When our mind doesn’t care for the things that matter to us, we don’t have to stop caring for those things. We can choose to stop caring for the mind’s opinion of those things.

In life, we often have to make choices. While some choices are between right and wrong, others are between the more important and the less important. Suppose we care for something as an important principle or purpose in our life—maybe even our life’s defining principle or purpose. Suppose we have a colleague, friend, relative, or even a family member who doesn’t care for that principle or purpose. Just because they don’t approve of the thing that is important to us, or even if they actively and aggressively disapprove of that thing, it doesn’t necessarily mean that we have to give up that thing.

We need to be resourceful enough to create space for that thing while also leaving some space for our relationship with that person. We don’t have to stop caring for that person entirely, but we can stop caring for that person’s opinion or approval of the thing that matters to us.

For example, we may pursue a particular hobby, or we may even pursue spirituality as not just a hobby but as our life’s overarching purpose. And yet, we may have family members who don’t care for that purpose. We don’t reject one for the other, but we choose to carefully compartmentalize our life so that there is space for both.

We need to do something similar when our mind doesn’t care for the things that matter to us, such as our spirituality or our devotion to Krishna, the supreme spiritual reality. Just because our mind doesn’t care for our spirituality doesn’t mean that we have to stop caring for it.

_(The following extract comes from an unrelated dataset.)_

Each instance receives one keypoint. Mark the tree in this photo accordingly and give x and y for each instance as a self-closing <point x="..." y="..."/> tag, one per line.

What does that mean practically? When our mind doesn’t care for our spirituality, that means we don’t get any support from our mind’s emotions or interests when we try to pursue spirituality. Instead of being encouraged or at least entertained in our spiritual pursuits, we may be discouraged and diverted from them by our mind’s suggestions and solicitations.

Though the mind is unlike an external family member because it is inside us, it is still different from us. And it is not our boss. We can’t get rid of our mind, but we don’t have to get rid of the things our mind doesn’t approve of. We can even compartmentalize our inner world, placing our spirituality in a sacred space that is unreachable by our mind’s emotions—in the sense that we don’t depend on the mind’s support for doing those activities that connect us with Krishna.

Our mind, being fickle, may sometimes support us, and we should welcome those moments whenever they occur. But when they disappear, we don’t let our inclination toward Krishna disappear with them or even decrease due to them. We foster a strong intellectual conviction based on our reflection on wisdom texts like the Bhagavad Gita and on our social connections with those who are devoted to Krishna.

When we become firmly situated in our devotional connection with Krishna, our mind gradually starts seeing that such a connection is making us happy. Indeed, such a connection can even make our mind happy whenever it allows itself to become open to experiencing Krishna’s sweetness. Just as our family sees that the things that matter to us are actually making us happier and better, they may start valuing those things and even adopting them.

Once our mind becomes our partner in our spiritual journey, spiritual life becomes incessantly and increasingly joyful, as indicated in the Bhagavad Gita (9.2). Until we reach this phase of nectar in our inner life—when our mind is converted to our cause—we need to tolerate the phase of poison when our mind is apathetic or even antipathetic to our devotional cause, as indicated in 18.37.

It is by not caring for our mind’s opinion about the things we care for that we can actually transform our mind. It is necessary to go through the phase of poison before we can get to the phase of nectar.

Summary:

  • When our mind doesn’t care for things such as our spirituality, which we care for, we need to compartmentalize our inner world and not let our mind’s emotions affect our spiritual connection.
  • Persisting in our spirituality while neglecting our mind—or specifically neglecting its opinion of our spirituality—is difficult. It is like drinking poison.
  • Thankfully, if we persist through this phase, our mind will start appreciating and even relishing our spirituality, thereby heralding our entry into a nectar phase where our inner world becomes a place of incessant and increasing joy.

Think it over:

  • Explain with an example from daily life why we may need to compartmentalize our inner world.
  • Recollect any incident when you cared for something without caring for your mind’s opinion or emotion about that thing.
  • Why do we need to go through the phase of poison in our inner world, and how does that phase give way to a phase of nectar?

***

18.37 That which in the beginning may be just like poison but at the end is just like nectar and which awakens one to self-realization is said to be happiness in the mode of goodness.